Thereafter he lectured against the Shah during Hajj performance and was consequently imprisoned at Mecca owing to joint conspiracy of shah and the Saudi regime but after the protest of 04 prominent scholars of Iran and Iraq was released.

After his release he migrated to Najaf in order to coach people in educative and Quranic revolution. Sadly enough he could not stay more than ten years in Najaf where his activities for bringing about political Quranic revolution accelerated and finally was forced to leave for Lebanon where he stayed for five years and then proceeded to Mecca again and during two years' stay he continued to impart knowledge of Quranic interpretation and jurisprudence.

He was the second Shi'a scholar to impart knowledge in the "Masjidul - Haram" after Ayatullah Bahrul - Uloom. He occupied an eminent pulpit behind the "Maqam-e Ibrahim" where more than six hundred students from various Islamic countries attended his lectures. Although the education imparted by him did not last long, nevertheless he arranged peaceful debates with the Scholars of Mecca and Madina and convinced all of them by his strong Quranic arguments.

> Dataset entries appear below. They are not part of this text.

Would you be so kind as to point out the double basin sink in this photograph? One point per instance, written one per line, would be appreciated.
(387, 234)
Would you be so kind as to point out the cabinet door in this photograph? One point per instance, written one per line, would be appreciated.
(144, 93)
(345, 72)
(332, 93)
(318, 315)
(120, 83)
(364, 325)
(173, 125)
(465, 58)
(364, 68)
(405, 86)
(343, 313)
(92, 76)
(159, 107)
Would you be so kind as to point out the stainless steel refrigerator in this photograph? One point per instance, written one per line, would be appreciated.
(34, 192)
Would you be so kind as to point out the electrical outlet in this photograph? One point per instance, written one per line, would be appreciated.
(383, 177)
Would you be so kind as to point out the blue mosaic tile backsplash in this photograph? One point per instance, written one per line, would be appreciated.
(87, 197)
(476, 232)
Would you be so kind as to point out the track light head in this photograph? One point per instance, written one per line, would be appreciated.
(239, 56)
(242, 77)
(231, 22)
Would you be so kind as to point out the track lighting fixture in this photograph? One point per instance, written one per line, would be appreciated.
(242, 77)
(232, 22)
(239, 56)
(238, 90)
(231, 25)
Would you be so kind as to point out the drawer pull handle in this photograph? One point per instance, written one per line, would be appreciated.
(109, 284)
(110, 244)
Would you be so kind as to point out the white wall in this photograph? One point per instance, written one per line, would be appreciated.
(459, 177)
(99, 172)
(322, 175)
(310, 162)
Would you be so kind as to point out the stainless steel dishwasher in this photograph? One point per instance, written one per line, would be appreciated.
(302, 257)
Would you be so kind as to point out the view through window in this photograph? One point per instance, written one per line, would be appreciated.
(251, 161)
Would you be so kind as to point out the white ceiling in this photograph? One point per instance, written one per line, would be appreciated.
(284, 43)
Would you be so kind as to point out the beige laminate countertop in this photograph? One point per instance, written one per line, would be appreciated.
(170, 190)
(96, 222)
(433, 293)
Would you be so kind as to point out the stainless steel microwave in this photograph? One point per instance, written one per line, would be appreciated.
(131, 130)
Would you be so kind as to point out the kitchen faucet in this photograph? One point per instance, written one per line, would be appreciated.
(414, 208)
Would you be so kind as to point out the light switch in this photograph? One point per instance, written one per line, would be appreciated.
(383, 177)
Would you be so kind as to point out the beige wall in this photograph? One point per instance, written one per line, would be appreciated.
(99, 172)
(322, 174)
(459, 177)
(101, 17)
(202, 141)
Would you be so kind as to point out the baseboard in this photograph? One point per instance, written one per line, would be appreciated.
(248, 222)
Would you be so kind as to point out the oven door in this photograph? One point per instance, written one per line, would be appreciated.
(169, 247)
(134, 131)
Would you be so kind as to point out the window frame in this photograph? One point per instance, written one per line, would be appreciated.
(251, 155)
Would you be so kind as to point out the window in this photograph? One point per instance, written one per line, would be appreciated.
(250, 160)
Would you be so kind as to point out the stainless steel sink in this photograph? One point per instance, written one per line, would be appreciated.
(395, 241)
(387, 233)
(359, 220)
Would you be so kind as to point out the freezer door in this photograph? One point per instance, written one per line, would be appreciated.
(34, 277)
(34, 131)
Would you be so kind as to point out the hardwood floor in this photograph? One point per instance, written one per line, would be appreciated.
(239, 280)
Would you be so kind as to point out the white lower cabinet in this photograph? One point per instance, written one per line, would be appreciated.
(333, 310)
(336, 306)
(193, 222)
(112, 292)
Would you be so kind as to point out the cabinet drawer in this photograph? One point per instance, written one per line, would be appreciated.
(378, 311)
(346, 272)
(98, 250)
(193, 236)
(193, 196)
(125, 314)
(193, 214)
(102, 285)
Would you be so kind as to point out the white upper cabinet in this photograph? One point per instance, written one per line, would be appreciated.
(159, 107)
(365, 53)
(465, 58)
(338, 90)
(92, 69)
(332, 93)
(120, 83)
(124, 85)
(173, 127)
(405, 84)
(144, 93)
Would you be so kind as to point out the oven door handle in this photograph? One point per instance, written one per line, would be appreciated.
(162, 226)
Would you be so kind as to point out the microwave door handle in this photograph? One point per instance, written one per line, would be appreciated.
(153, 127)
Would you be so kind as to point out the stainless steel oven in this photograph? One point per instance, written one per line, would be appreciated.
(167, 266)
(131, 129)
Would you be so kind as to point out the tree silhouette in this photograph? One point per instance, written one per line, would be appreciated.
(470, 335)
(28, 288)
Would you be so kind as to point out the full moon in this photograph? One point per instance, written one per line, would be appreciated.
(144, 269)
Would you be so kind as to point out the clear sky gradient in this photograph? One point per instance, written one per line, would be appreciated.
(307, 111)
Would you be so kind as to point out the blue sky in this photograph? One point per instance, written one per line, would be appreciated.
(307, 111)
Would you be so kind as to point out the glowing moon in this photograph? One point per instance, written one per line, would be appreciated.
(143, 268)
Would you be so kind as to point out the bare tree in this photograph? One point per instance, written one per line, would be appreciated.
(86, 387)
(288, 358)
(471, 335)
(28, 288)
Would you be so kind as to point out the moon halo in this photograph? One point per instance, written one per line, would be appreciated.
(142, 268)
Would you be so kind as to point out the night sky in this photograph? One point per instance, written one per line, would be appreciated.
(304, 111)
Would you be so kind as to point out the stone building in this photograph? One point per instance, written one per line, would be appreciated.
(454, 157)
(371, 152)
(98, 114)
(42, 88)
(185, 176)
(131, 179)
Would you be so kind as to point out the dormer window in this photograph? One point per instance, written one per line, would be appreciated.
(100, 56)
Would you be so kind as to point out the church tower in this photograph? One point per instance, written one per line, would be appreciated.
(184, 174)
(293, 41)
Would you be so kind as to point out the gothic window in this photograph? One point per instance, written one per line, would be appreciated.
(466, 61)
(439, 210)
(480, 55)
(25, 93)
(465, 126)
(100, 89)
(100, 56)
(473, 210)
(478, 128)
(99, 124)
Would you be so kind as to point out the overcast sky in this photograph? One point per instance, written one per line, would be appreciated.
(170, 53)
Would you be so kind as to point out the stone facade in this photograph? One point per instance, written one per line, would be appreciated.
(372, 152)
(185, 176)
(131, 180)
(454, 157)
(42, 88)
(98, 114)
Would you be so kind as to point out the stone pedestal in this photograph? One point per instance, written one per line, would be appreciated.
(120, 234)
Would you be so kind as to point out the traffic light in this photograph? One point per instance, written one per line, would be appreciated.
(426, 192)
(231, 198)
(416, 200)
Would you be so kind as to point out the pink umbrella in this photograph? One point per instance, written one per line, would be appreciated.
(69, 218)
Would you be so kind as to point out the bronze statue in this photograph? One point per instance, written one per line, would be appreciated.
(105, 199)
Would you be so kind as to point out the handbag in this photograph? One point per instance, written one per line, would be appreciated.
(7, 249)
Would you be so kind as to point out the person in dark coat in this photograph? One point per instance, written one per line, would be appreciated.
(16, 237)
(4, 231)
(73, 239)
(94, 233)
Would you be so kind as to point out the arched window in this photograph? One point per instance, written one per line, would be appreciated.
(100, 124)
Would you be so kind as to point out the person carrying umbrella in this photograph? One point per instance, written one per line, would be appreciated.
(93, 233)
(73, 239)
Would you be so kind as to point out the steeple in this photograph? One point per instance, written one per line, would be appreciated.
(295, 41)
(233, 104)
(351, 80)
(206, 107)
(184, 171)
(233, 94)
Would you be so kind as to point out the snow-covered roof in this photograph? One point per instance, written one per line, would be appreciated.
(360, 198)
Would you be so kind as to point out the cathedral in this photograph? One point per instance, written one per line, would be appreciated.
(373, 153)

Finally, he was arrested again and exiled from Mecca owing to his educative and political activities and returned to Beirut.

After his three months' stay in Beirut and 71 years of exile from Iran he returned to uphold the revolution and aid Ayatullah Khomeini in establishment of the Islamic Republic. A few months after triumph of Islamic Revolution, he arrived back in Qom for teaching Quran and Jurisprudence. His lectures were wholly based on the Quran, uninfluenced by view points of any scholar except in the case there is no contradiction with the Quran.

He has about 110 works on various subjects. His main Quranic work is an exegesis titled Tafsir Alforqan (in three volumes). Ayatullah Allama Tabataba'i.e., the most famous exegete of Quran wrote a commendation for it saying: "This exegesis is our glory and honour."

He also published critique books on the Bible such as Aqaidona (our beliefs), Al - Moqarinat, and Rasool - ul - Islam.

He was an authority in all fields of Islamic studies such as Exegesis, Jurisprudence, and Philosophy.

He issued 45 verdicts which are in contrast with popular opinions of Shi'as and Sunnis, (Most of his unique verdicts are collected in a book titled Tabsiratul - Fuqaha).

He finished teaching two terms of Jurisprudence with the centrality of Quran for the first time in Islamic Jurisprudence that its second term has lasted six years and the third term with the title of "A Comparative Study of Religions and Sects in the light of Quran & Sunna".

Also, a full course of Quranic jurisprudence in all subjects of Islamic jurisprudence has been recorded.

He made vigorous criticisms of the prevailing philosophy in the Islamic seminaries and beliefs that the main foundations of philosophy are inconsistent with the Quran and Sunna. Moreover, he challenged Western and Eastern philosophers in a book titled Talks between Monotheists and Materialists.